Leaders of the 15 European Union states are gathering at the resort of Feira, just outside Porto in northern Portugal, for a summit beginning today which will ponder progress in the eastwards enlargement process, among other things. Corespondent Breffni O'Rourke reports.
Porto, 19 June 2000 (RFE/RL) -- The European Union's mid-year summit gets under way outside the northern Portuguese city of Porto today, at a moment when the union is under pressure to make more speed towards eastward enlargement.
The two-day summit will discuss progress along the difficult path of EU internal reform, which is meant to prepare the way for the admission of new Eastern members.
The reforms are being hammered out at what is known as the Inter-Governmental Conference, the IGC, which has been steered by EU president Portugal since opening in February. So far, the IGC has made little impact on the key issues of institutional reform, such as how representation on the executive European Commission is to be arranged, how voting rights for each country are to be weighted, and how individual veto power is to be limited.
France takes over the rotating presidency of the union from Portugal 1 July, and it will have the job of bringing the IGC to a conclusion by the end of this year. At the Porto summit, French President Jacques Chirac is expected to set out his determination to make the IGC a success. Failure risks slowing down the enlargement process still further and would be a heavy blow to the candidate countries, several of which -- notably Poland and Hungary -- have been complaining to Brussels about the plodding pace of the admission process.
At Porto, the leaders are also expected to formalize approval for Greece to become the 12th member of the currency union. Greece was originally barred from the eurozone, which came into existence 18 months ago, because it did not qualify under the strict economic criteria. But EU Commissioner for Economic and Monetary Policy Pedro Solbes has issued a report saying Athens has made "striking progress" in the last two years, and now qualifies.

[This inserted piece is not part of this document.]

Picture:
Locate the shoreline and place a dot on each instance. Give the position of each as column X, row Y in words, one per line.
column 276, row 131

French Finance Minister Laurent Fabius has made clear that Paris plans to use its coming presidency to give political support to the common currency the euro, which has been chronically weak since its introduction. Fabius aims to strengthen the panel of finance ministers called the "Euro 11," so that the eurozone economies can be more closely coordinated. That would send a signal of strength to the financial markets.
The summit will also hear a report on progress being made towards setting up a European rapid reaction force independent of NATO. The inspiration for the 60,000-strong force sprang from the logistical weakness of NATO's European partners revealed by the alliance campaign in Kosovo.

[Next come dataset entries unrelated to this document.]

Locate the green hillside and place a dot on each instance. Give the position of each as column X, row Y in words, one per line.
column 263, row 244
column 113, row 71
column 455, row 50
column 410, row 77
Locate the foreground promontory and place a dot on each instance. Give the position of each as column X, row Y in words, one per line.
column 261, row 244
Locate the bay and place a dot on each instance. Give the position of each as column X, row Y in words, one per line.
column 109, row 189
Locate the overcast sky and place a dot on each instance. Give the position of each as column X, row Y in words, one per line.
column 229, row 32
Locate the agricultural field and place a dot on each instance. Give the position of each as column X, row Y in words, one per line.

The new force, to be formed by 2003, is meant to intervene in European crises where the United States does not want to become involved. The report on the force will likely be optimistic, judging from the jest made by EU security and foreign policy chief Javier Solana, who said that -- by EU standards -- progress is being made at "the speed of light."
One issue gaining much media attention is the possibility that the summit might agree on a formula for lifting sanctions imposed on Austria in February, when a far-right party entered government there. A Finnish government minister Sali Niinisto called last month for the summit to end the sanctions. However, a Portuguese spokesman Fernando Neves said yesterday that there is no initiative to lift the sanctions at Porto. France and Belgium, among others, are opposed to any easing.

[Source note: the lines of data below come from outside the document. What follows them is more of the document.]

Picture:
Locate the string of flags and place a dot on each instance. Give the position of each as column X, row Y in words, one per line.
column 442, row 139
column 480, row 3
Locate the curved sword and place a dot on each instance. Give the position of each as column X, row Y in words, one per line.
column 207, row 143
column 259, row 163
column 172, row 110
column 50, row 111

For Portugal, one of the EU's poorest and newest members, the summit is the culmination of a successful if unspectacular presidency. As Juergen Nunes Ferrer, an analyst with the Center for European Policy Studies in Brussels, puts it:
"The Portuguese have targeted certain things very seriously, such as economic growth and improving the competitiveness of Europe and changing the social structures of the European Union, and trying to integrate the economies better -- it's just how to survive in a growing global economy."
Nunes Ferrer describes these as "nuts and bolts" tasks, solidly important but not very visible or politically "flashy," as he puts it.
The French presidency is likely to take on a different character, however -- one where bigger issues are broached. As the analyst says:
"One of the problems which still lacks a solution is to define what is going to be the shape of the European Union, after enlargement."
Paris will use its presidency to tackle such a question, to try to chart the way toward further European integration. A speech in April by German Foreign Minister Joschka Fischer, musing on the possibilities of a future federal Europe, has rekindled debate on long-term goals. The initial French reaction to Fischer's vision was restrained, but officials have lately been warmer, with Finance Minister Laurent Fabius calling Fischer's ideas "important and very interesting."
France and Germany are at the center of an impulse among the original EU members to move toward greater integration as an "inner core" of members. That would create for the first time a two-speed union, in which Euroskeptics like Britain and Sweden, along with newly arrived easterners, would form an outer circle -- an arrangement which could prove divisive.